Drying – All three grades require drying at 80-100°C for 2-4 hours. PC is hygroscopic and undergoes hydrolysis if moisture exceeds 0.02%, leading to silver streaks and drastic loss of impact strength. We recommend using a desiccant dryer with dew point below -30°C.

Melt Temperatures – For HI5330 and HI5345, the recommended barrel temperatures are: rear 230-250°C, middle 240-270°C, front 250-270°C, with nozzle at 240-250°C. HI5365, due to its higher PC content and HDT, can tolerate slightly higher settings: front 250-275°C, nozzle 240-265°C. Exceeding these ranges may cause thermal degradation, while lower temperatures can result in incomplete melting and high viscosity.

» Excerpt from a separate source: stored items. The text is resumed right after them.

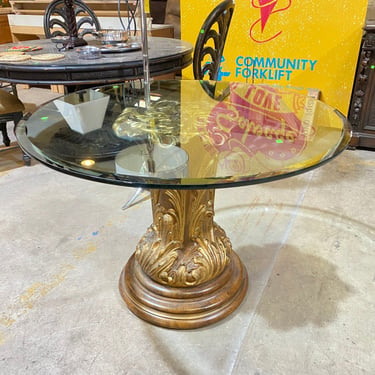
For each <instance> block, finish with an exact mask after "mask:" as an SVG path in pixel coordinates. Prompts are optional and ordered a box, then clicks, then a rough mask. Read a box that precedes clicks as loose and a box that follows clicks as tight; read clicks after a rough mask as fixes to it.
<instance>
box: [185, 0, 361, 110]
mask: <svg viewBox="0 0 375 375" xmlns="http://www.w3.org/2000/svg"><path fill="white" fill-rule="evenodd" d="M219 3H220V1H219V0H215V1H213V0H210V1H208V0H207V1H198V0H189V1H181V38H182V39H184V40H188V41H190V42H191V43H193V44H195V41H196V38H197V36H198V33H199V30H200V28H201V26H202V24H203V22H204V20H205V18H206V17H207V15H208V14H209V13H210V12H211V11H212V9H214V7H215V6H216V5H218V4H219ZM367 3H368V2H367V0H356V1H352V0H331V1H326V0H324V1H323V0H314V1H296V0H248V1H243V0H237V1H236V4H235V10H234V14H233V18H232V23H231V26H230V29H229V34H228V37H227V41H226V46H225V49H224V55H223V59H222V65H221V70H220V74H219V80H225V81H239V82H249V83H267V84H275V85H278V86H282V87H287V88H293V89H295V90H297V91H299V92H303V93H305V92H307V90H308V89H318V90H319V91H320V92H321V99H322V100H323V101H325V102H326V103H328V104H330V105H332V106H334V107H335V108H337V109H339V110H340V111H342V112H343V113H344V114H347V112H348V109H349V103H350V97H351V91H352V86H353V81H354V75H355V69H356V63H357V59H358V54H359V49H360V42H361V37H362V27H363V25H364V22H365V16H366V10H367ZM183 77H184V78H189V79H190V78H193V73H192V68H191V67H189V68H187V69H185V70H184V71H183Z"/></svg>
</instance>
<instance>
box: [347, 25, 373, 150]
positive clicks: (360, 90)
mask: <svg viewBox="0 0 375 375" xmlns="http://www.w3.org/2000/svg"><path fill="white" fill-rule="evenodd" d="M348 118H349V121H350V123H351V124H352V127H353V137H352V140H351V143H350V145H351V146H352V147H364V148H369V149H375V21H371V22H368V23H367V24H366V26H365V28H364V35H363V39H362V46H361V51H360V55H359V59H358V65H357V72H356V76H355V81H354V87H353V92H352V98H351V103H350V109H349V115H348Z"/></svg>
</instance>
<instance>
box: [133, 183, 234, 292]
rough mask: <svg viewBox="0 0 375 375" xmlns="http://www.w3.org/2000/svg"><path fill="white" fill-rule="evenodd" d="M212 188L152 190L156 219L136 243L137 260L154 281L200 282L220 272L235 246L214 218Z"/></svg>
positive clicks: (203, 282)
mask: <svg viewBox="0 0 375 375" xmlns="http://www.w3.org/2000/svg"><path fill="white" fill-rule="evenodd" d="M214 195H215V191H214V190H153V191H152V209H153V221H154V222H153V224H152V225H151V226H150V227H149V228H148V230H147V232H146V234H145V235H144V236H143V237H142V239H141V240H140V242H139V243H138V246H137V250H136V253H135V256H136V260H137V261H138V263H139V265H140V266H141V267H142V270H143V271H144V272H145V273H146V274H147V275H148V276H149V277H151V278H152V279H153V280H154V281H156V282H158V283H161V284H165V285H168V286H171V287H190V286H196V285H200V284H202V283H204V282H206V281H209V280H211V279H213V278H215V277H216V276H218V275H219V274H220V273H221V272H222V271H223V270H224V268H225V266H226V265H227V264H228V262H229V258H230V254H231V251H232V245H231V243H230V240H229V239H228V237H227V236H226V234H225V232H224V230H223V229H222V228H221V227H220V226H218V225H217V224H216V223H215V222H214V221H213V217H214V203H213V202H214Z"/></svg>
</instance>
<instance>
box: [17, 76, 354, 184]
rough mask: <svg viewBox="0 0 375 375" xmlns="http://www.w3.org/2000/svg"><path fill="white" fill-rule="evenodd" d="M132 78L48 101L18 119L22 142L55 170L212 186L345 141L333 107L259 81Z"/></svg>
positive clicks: (318, 101)
mask: <svg viewBox="0 0 375 375" xmlns="http://www.w3.org/2000/svg"><path fill="white" fill-rule="evenodd" d="M150 103H151V104H150V105H149V106H148V108H146V107H145V100H144V93H143V88H142V86H141V84H140V83H139V81H135V82H126V83H124V84H119V85H112V86H103V87H99V88H95V89H87V90H82V91H79V92H76V93H72V94H69V95H67V96H64V97H61V98H58V99H55V100H54V101H51V102H49V103H48V104H46V105H44V106H43V107H41V108H40V109H38V110H37V111H36V112H35V113H34V114H33V115H32V116H31V117H30V118H29V119H28V120H27V121H22V122H20V123H19V125H18V126H17V130H16V135H17V138H18V141H19V143H20V145H21V147H22V148H23V149H24V150H25V151H26V152H27V153H28V154H30V155H31V156H33V157H34V158H36V159H37V160H39V161H41V162H42V163H45V164H47V165H49V166H50V167H52V168H56V169H58V170H61V171H64V172H66V173H70V174H74V175H78V176H80V177H85V178H90V179H94V180H99V181H102V182H108V183H115V184H123V185H132V186H143V187H149V188H171V187H172V186H173V187H174V188H177V189H189V188H192V189H193V188H205V187H210V188H219V187H229V186H235V185H244V184H255V183H260V182H265V181H272V180H275V179H278V178H283V177H287V176H291V175H295V174H298V173H301V172H303V171H307V170H309V169H311V168H313V167H316V166H319V165H320V164H322V163H324V162H326V161H328V160H330V159H331V158H333V157H334V156H336V155H338V154H339V153H340V152H341V151H342V150H344V149H345V147H346V145H347V144H348V141H349V139H350V126H349V124H348V122H347V121H346V119H345V118H344V117H343V116H342V115H341V114H340V113H339V112H338V111H336V110H335V109H333V108H331V107H329V106H328V105H326V104H324V103H323V102H321V101H319V100H316V99H313V98H310V97H307V96H305V95H302V94H300V93H298V92H296V91H291V90H286V89H280V88H276V87H273V86H266V85H251V84H245V83H229V82H217V83H215V82H210V81H194V80H186V81H185V80H182V81H178V80H171V81H155V82H153V83H152V85H151V97H150Z"/></svg>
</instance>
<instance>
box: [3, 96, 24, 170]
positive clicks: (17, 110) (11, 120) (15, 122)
mask: <svg viewBox="0 0 375 375" xmlns="http://www.w3.org/2000/svg"><path fill="white" fill-rule="evenodd" d="M24 110H25V106H24V105H23V103H22V102H21V101H20V100H19V99H18V98H17V96H15V95H12V94H11V93H9V92H8V91H6V90H5V89H0V131H1V134H2V136H3V142H4V144H5V146H7V147H9V146H10V139H9V136H8V132H7V122H8V121H13V123H14V126H16V125H17V124H18V122H19V121H20V120H21V119H22V117H23V111H24ZM2 150H7V148H3V149H2ZM23 160H24V162H25V164H26V165H30V162H31V160H30V157H29V156H28V155H26V154H23Z"/></svg>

Mold Temperature – Maintain mold at 70-80°C for HI5330 and HI5345, and 70-85°C for HI5365. Higher mold temperatures improve surface gloss and reduce internal stresses, but they prolong cooling time. In high-volume production, we often suggest starting at the midpoint and adjusting based on part aesthetics and dimensional reports. Additionally, injection speed should be moderate – too fast can cause melt fracture, too slow may lead to premature solidification.

From a practical standpoint, we have seen that using HI5365 on a poorly heated mold led to excessive warpage; after raising mold temperature from 60°C to 80°C, the issue was resolved. Such fine-tuning is essential and should be validated through systematic design of experiments.

6. Conclusion: A Practical Selection Framework

Choosing the right PC/ABS alloy boils down to prioritising application requirements:

• For thin-walled electronics and high-flow parts → HI5330 (high MI, low density)

• For structural components needing dimensional stability and rigidity → HI5345 (low shrinkage, high modulus)

• For automotive or heavy-duty parts requiring heat and impact resistance → HI5365 (high HDT and impact)

For electroplated surfaces, always evaluate an electroplating-grade PC/ABS specially formulated for adhesion, but use the above grades as baseline references for mechanical and thermal properties. Remember that all three are HB; any fire-safety regulation will demand a flame-retardant variant.

We strongly recommend involving your material supplier early in the design phase. At Qingdao Prime Union Trade Co., Ltd., we have supported customers in transitioning from general-purpose grades to custom-modified solutions via our own compounding facility, which allows us to tailor impact modifiers, heat stabilisers, or flow enhancers as needed. By combining our distribution network (including 4 warehouses and bonded trade capabilities) with technical expertise, we help reduce time-to-market and avoid costly mould modifications after tooling is complete.

Finally, always verify property data with your own testing under actual processing conditions, as the values shown are typical and may vary with pigmentation, additives, and mould design.